By Jonah Winter, illustrated by Red Nose Studio
Schwartz & Wade Books, 2010
$17.99, ages 4-8, 40 pages
Showing how ridiculous the trash problem can become, Winter and Red Nose Studio satirize Long Island's 1987 attempt to unload 3,168 tons of rubbish on someone else's shore in this delightfully wry book.
As if staging sets for a Claymation film, Red Nose Studios recreates with clay, wire, cloth and found objects the notorious garbage barge fiasco, and with such humor, you'd hardly believe an event like this could ever have happened.
Over the course of six weeks, the smelly barge pulled by a salty old tugboat captain attempts to port in one community after the next, only to be greeted by scowls and armed resistance (including a Texas Ranger straddling a horse in a speedboat) along the East Coast and beyond.
At first the plan is to bring the garbage to North Carolina and pay farmers to bury it on their land, but when word gets out to officials, a police boat swerves in front of the barge and forces it away. Then the barge heads to New Orleans, only to be stopped by the Coast Guard before it can go up the Mississippi.

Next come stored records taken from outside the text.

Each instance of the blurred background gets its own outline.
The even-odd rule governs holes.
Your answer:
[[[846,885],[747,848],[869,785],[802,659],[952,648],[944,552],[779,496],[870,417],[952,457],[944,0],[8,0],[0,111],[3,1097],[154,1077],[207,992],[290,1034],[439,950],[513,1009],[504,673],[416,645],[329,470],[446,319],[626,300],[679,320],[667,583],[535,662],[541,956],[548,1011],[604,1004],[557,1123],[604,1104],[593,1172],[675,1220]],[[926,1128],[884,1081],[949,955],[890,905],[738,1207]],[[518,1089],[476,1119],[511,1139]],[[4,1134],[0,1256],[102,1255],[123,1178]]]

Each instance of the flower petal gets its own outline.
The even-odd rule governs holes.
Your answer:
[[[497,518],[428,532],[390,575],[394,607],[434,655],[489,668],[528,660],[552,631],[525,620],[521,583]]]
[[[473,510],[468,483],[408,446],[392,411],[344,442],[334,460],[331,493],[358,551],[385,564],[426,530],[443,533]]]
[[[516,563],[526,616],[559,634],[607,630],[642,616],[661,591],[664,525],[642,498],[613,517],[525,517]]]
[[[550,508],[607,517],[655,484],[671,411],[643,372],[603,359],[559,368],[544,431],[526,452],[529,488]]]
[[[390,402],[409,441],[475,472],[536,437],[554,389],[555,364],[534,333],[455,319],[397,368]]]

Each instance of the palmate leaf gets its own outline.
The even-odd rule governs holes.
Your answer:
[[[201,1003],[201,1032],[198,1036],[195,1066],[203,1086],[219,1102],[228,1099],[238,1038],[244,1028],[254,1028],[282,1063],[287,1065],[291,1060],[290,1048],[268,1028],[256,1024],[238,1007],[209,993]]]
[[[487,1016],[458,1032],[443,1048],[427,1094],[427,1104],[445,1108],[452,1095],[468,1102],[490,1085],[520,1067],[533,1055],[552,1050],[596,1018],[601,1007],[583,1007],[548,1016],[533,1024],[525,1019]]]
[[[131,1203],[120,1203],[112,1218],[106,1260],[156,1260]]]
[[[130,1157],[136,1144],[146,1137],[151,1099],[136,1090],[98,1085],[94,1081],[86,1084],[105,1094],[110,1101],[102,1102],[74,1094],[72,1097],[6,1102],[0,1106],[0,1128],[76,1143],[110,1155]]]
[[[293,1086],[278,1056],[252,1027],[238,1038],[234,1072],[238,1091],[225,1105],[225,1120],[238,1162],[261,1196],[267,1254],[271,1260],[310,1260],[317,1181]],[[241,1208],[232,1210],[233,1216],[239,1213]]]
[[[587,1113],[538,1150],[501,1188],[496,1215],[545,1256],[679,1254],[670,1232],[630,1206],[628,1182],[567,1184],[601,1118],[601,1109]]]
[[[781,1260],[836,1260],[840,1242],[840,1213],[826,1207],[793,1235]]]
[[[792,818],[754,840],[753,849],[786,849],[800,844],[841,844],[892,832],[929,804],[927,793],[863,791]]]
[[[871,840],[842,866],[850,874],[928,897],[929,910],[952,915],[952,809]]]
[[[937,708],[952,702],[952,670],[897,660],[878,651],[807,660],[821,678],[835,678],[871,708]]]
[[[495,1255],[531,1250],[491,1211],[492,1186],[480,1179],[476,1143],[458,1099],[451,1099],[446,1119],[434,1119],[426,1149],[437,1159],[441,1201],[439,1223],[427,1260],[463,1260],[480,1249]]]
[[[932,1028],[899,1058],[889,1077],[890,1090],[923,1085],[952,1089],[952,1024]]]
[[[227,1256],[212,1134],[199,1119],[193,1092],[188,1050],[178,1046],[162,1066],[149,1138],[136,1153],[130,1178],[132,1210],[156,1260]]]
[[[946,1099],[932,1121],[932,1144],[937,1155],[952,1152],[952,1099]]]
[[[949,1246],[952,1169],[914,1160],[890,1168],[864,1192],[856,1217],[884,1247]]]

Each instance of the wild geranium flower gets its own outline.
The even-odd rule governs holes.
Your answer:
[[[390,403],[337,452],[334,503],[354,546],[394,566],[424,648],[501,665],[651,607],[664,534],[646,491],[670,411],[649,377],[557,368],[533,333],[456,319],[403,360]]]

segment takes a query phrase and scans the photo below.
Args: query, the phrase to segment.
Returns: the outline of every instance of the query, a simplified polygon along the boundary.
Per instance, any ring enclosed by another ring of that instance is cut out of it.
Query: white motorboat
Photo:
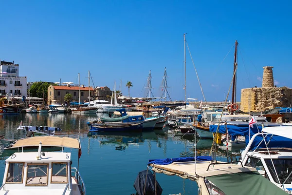
[[[200,195],[287,195],[262,176],[254,168],[217,160],[214,162],[207,159],[207,157],[151,160],[144,174],[139,173],[134,187],[140,193],[147,187],[147,192],[161,194],[158,193],[162,191],[164,186],[158,183],[156,174],[163,173],[195,181],[199,187],[198,194]],[[143,182],[146,177],[151,181],[145,187]],[[143,187],[139,188],[138,185]]]
[[[55,110],[58,111],[58,113],[64,113],[66,111],[66,109],[64,108],[61,104],[51,104],[50,105],[50,110],[51,111],[53,110],[53,109],[55,109]],[[50,112],[50,110],[49,110],[49,113],[54,113],[54,112]]]
[[[30,106],[29,108],[25,109],[26,113],[36,113],[37,110],[35,106]]]
[[[38,147],[37,152],[25,152]],[[42,147],[58,147],[62,152],[42,152]],[[77,149],[81,156],[78,139],[36,136],[21,139],[12,146],[16,152],[6,160],[0,195],[86,195],[84,183],[78,168],[71,166],[71,153],[64,148]]]
[[[263,128],[252,137],[240,160],[289,194],[292,194],[292,132],[291,126]]]

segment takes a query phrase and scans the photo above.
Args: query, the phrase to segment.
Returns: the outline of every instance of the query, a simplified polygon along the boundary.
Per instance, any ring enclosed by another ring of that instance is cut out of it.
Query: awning
[[[264,128],[262,131],[282,137],[292,139],[292,126],[271,127]]]
[[[50,136],[37,136],[20,139],[10,148],[20,148],[22,147],[36,147],[38,146],[40,142],[42,143],[42,146],[81,148],[79,139]]]
[[[224,174],[206,178],[216,186],[212,190],[219,191],[218,187],[226,195],[287,195],[257,172]]]

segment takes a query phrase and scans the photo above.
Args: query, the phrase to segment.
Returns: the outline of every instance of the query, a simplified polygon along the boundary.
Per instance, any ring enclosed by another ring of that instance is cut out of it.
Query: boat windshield
[[[279,180],[277,178],[277,175],[279,177],[280,183],[283,183],[284,181],[287,179],[292,171],[292,159],[273,159],[276,171],[276,175],[275,173],[275,170],[273,166],[271,159],[266,159],[265,161],[267,164],[267,166],[271,175],[276,183],[279,183]],[[292,174],[290,175],[289,177],[286,180],[285,184],[291,184],[292,182]]]

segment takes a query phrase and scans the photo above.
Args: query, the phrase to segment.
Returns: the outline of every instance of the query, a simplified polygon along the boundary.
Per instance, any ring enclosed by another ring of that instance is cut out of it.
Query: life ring
[[[234,108],[234,106],[235,106],[235,108]],[[235,111],[236,110],[237,110],[238,109],[238,106],[235,103],[230,105],[230,108],[231,108],[231,110]]]

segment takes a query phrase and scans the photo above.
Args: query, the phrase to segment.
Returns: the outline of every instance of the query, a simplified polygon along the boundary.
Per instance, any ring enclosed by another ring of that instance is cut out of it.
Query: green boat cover
[[[129,117],[128,115],[126,115],[124,117],[118,117],[117,118],[110,118],[109,117],[101,117],[100,120],[105,122],[118,122],[121,120],[125,120]]]
[[[282,189],[256,172],[206,177],[226,195],[287,195]]]

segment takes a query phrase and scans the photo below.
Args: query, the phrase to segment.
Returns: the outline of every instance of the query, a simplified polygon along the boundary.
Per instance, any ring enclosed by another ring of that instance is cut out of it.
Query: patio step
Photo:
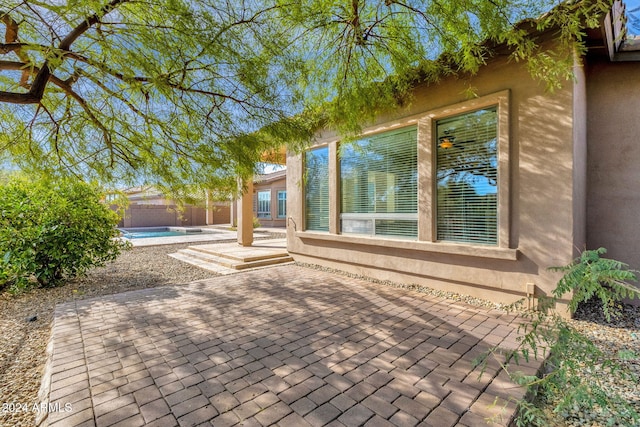
[[[169,256],[219,274],[293,261],[282,241],[263,241],[255,246],[197,245]]]

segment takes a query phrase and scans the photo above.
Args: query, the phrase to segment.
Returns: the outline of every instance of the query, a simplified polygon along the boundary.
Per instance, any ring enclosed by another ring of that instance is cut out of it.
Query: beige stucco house
[[[549,294],[548,267],[585,247],[640,267],[640,52],[617,25],[554,93],[497,56],[416,87],[353,145],[324,130],[288,153],[291,255],[499,302]]]

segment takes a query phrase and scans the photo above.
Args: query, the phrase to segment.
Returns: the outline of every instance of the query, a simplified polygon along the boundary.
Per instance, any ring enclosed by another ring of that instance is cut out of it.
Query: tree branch
[[[87,17],[82,23],[77,25],[67,36],[62,39],[60,45],[58,46],[59,50],[62,51],[70,51],[71,45],[75,42],[78,37],[83,35],[91,26],[100,22],[102,16],[108,14],[112,10],[114,10],[118,5],[122,3],[126,3],[130,0],[111,0],[105,6],[103,6],[100,11],[96,14],[93,14]],[[18,24],[7,14],[2,16],[2,21],[5,23],[7,27],[7,32],[5,39],[7,43],[15,43],[17,42],[17,32],[18,32]],[[20,58],[23,59],[23,58]],[[25,61],[26,62],[26,61]],[[14,93],[14,92],[4,92],[0,91],[0,101],[2,102],[10,102],[14,104],[36,104],[42,100],[44,96],[44,91],[47,87],[47,83],[53,75],[55,67],[51,66],[49,60],[45,60],[42,67],[39,68],[35,78],[33,79],[33,84],[27,93]],[[34,68],[35,70],[35,68]],[[54,77],[55,79],[55,77]],[[54,79],[51,79],[54,81]],[[62,82],[62,80],[59,80]],[[21,82],[22,83],[22,82]],[[69,88],[70,89],[70,88]],[[71,91],[73,92],[73,91]],[[71,94],[71,93],[69,93]]]

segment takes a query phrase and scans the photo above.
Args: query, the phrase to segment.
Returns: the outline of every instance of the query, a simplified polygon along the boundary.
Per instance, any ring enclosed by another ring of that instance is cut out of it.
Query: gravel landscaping
[[[46,362],[46,347],[56,304],[74,299],[93,298],[163,285],[179,285],[215,276],[215,273],[184,264],[167,256],[188,245],[138,247],[122,255],[116,262],[93,270],[54,289],[36,289],[12,296],[0,293],[0,425],[32,426],[33,411],[9,411],[11,404],[38,403],[38,390]],[[396,285],[397,286],[397,285]],[[409,287],[415,291],[434,292]],[[463,296],[442,294],[445,298]],[[486,304],[482,301],[466,301]],[[620,350],[636,352],[636,358],[623,361],[630,371],[640,375],[640,308],[624,306],[623,314],[612,322],[604,320],[602,311],[592,304],[580,307],[572,324],[592,339],[611,357]],[[593,368],[593,366],[591,367]],[[603,380],[606,380],[606,374]],[[597,369],[585,369],[585,375],[599,375]],[[612,390],[623,393],[640,411],[640,390],[637,383],[610,384]],[[15,407],[14,407],[15,408]],[[601,426],[606,420],[594,413],[570,414],[565,426]]]

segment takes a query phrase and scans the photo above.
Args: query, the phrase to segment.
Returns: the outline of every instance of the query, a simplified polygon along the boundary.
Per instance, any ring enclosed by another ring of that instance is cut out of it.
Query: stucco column
[[[244,183],[246,188],[242,189],[242,179],[238,179],[238,185],[242,195],[238,198],[238,244],[241,246],[251,246],[253,243],[253,181]]]
[[[211,190],[207,190],[205,192],[206,195],[206,201],[205,201],[205,206],[206,206],[206,218],[205,218],[205,224],[207,225],[211,225],[213,224],[213,200],[211,199]]]

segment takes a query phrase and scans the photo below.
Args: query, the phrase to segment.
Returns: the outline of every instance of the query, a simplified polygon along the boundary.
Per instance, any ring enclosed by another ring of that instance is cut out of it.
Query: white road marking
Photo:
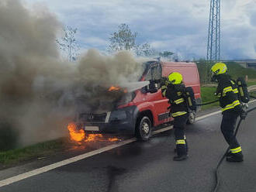
[[[252,102],[255,102],[255,101],[256,101],[256,100],[254,100],[254,101],[250,101],[249,103],[252,103]],[[219,114],[219,113],[221,113],[221,111],[215,111],[215,112],[213,112],[213,113],[209,113],[209,114],[200,116],[199,118],[196,118],[195,121],[199,121],[199,120],[201,120],[202,118],[208,118],[209,116],[212,116],[212,115],[216,115],[216,114]],[[153,135],[170,130],[172,128],[173,128],[173,126],[163,128],[161,129],[153,132]],[[36,170],[33,170],[24,173],[17,175],[17,176],[12,177],[10,178],[8,178],[8,179],[3,180],[0,180],[0,187],[3,187],[3,186],[5,186],[5,185],[11,184],[12,183],[15,183],[15,182],[17,182],[17,181],[19,181],[19,180],[25,180],[26,178],[29,178],[29,177],[33,177],[33,176],[47,172],[47,171],[50,171],[50,170],[54,170],[56,168],[58,168],[58,167],[61,167],[61,166],[65,166],[65,165],[67,165],[67,164],[70,164],[70,163],[74,163],[74,162],[77,162],[77,161],[79,161],[79,160],[81,160],[81,159],[86,159],[88,157],[102,153],[103,152],[111,150],[112,149],[126,145],[128,143],[131,143],[131,142],[135,142],[135,141],[137,141],[136,138],[132,138],[132,139],[126,139],[126,140],[119,142],[118,143],[115,143],[115,144],[112,144],[112,145],[110,145],[110,146],[106,146],[106,147],[102,147],[101,149],[96,149],[96,150],[94,150],[94,151],[91,151],[91,152],[81,154],[80,156],[74,156],[74,157],[67,159],[65,160],[62,160],[62,161],[60,161],[60,162],[46,166],[43,166],[43,167],[39,168],[39,169],[36,169]]]

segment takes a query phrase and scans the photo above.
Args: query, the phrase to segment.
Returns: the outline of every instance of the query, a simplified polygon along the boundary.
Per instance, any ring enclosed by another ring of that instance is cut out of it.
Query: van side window
[[[160,80],[161,77],[161,68],[160,65],[152,66],[145,76],[145,81]],[[160,84],[157,84],[157,88],[160,88]]]

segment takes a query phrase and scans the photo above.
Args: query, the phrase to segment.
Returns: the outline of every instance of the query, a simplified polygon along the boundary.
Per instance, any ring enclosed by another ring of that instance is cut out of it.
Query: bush
[[[0,152],[14,149],[17,142],[17,131],[9,123],[0,122]]]

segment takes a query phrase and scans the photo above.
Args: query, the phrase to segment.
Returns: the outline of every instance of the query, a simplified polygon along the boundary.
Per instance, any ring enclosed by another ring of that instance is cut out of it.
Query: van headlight
[[[127,118],[127,115],[125,111],[112,111],[109,117],[110,122],[117,122],[125,120]]]

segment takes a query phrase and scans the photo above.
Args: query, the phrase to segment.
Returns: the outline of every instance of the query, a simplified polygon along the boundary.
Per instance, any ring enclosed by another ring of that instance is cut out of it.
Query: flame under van
[[[199,75],[195,63],[149,61],[144,64],[140,81],[151,83],[127,93],[123,99],[125,102],[119,103],[112,111],[80,114],[78,118],[80,129],[88,132],[130,134],[142,140],[149,139],[153,127],[173,120],[169,116],[168,99],[162,96],[160,83],[154,82],[175,71],[182,74],[185,85],[192,87],[196,102],[201,102]],[[193,123],[195,118],[195,111],[191,111],[188,123]]]

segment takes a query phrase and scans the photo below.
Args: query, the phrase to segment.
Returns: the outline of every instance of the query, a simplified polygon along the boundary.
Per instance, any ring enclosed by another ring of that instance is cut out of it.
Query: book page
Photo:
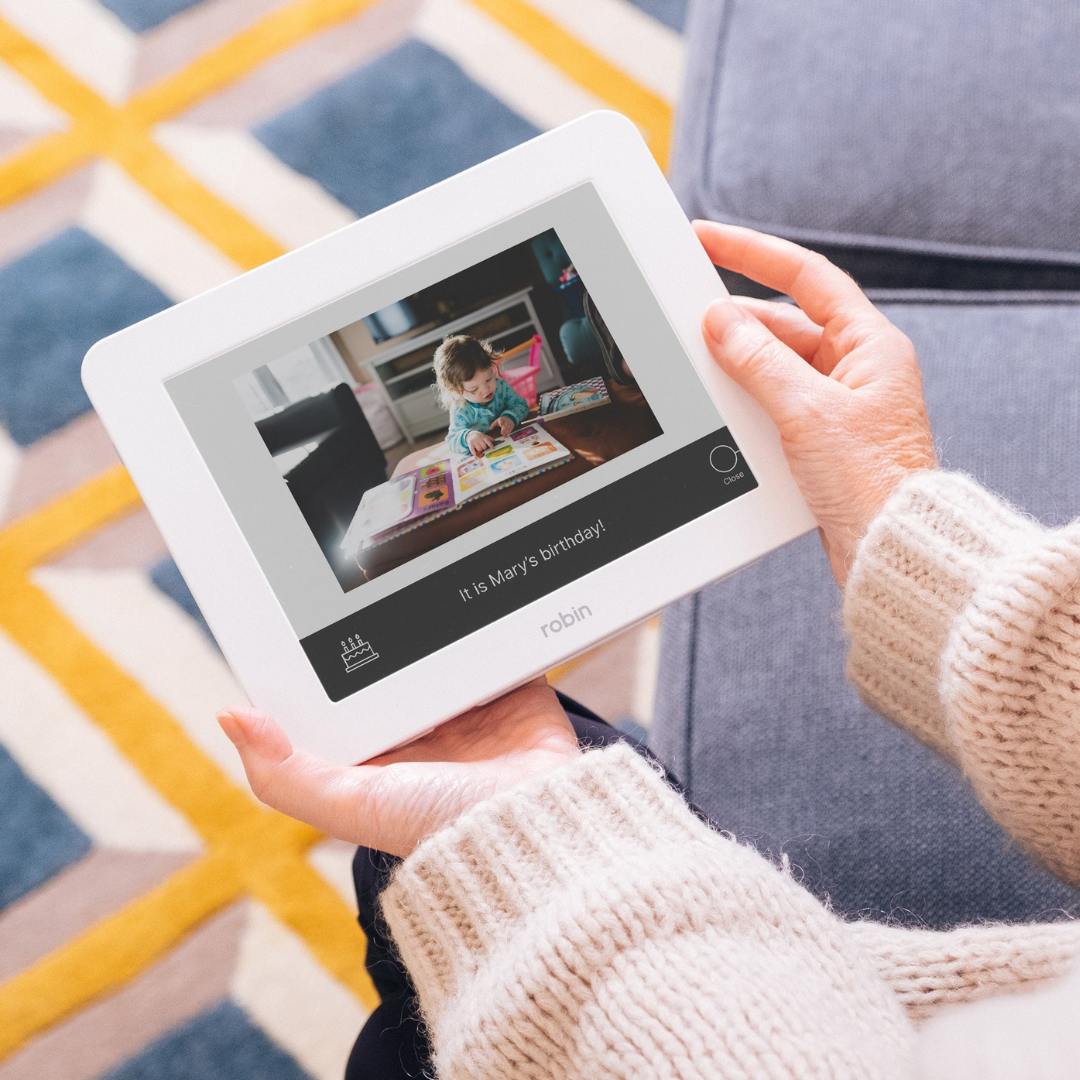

Finally, after being turned away by gunpoint from the coast of Mexico and Belize, even the captain can't stand the stink anymore -- he dons an oxygen mask -- and calls his boss, a Long Island mobster, to say he's quit. His boss tells him to head back to Islip and try a few places along the way, but of course no one wants the festering trash.
The barge eventually pulls into New York Harbor, where it's met by the Statue of Liberty holding her nose and a restraining order to keep it from docking. Not even Islip will take it back, but after a heated legal battle, Brooklyn agrees to incinerate the trash down in size and bury the rest where it came from.
Some say the event, fictionalized here for the sake of good storytelling, brought to light the nation's landfill problem and spurred the recycling movement.
Best Parts: As the barge nears the Florida shore, the tugboat captain is greeted by a flotilla of pasty-skinned retirees in float rings (one a rubber duck) shaking their fists.
Later off the coast of Belize, two stone-faced soldiers stand on either side of a little mustachioed general on a booster stool, shouting "Kungo," which in New Yorker slang means, "Fuhgeddaboudit."
The caricatures are hysterical and bring levity to a sad episode in history.
Flip over the sleeve of Here Comes the Garbage Barge! to see how the book was made and check out the trailer below of Red Nose Studio building the sets!
I just read this book to my kids before bed. I thoroughly enjoyed reading the book. It was fun to make up voices for the different characters. Thanks for posting the youtube video, enjoyed that too.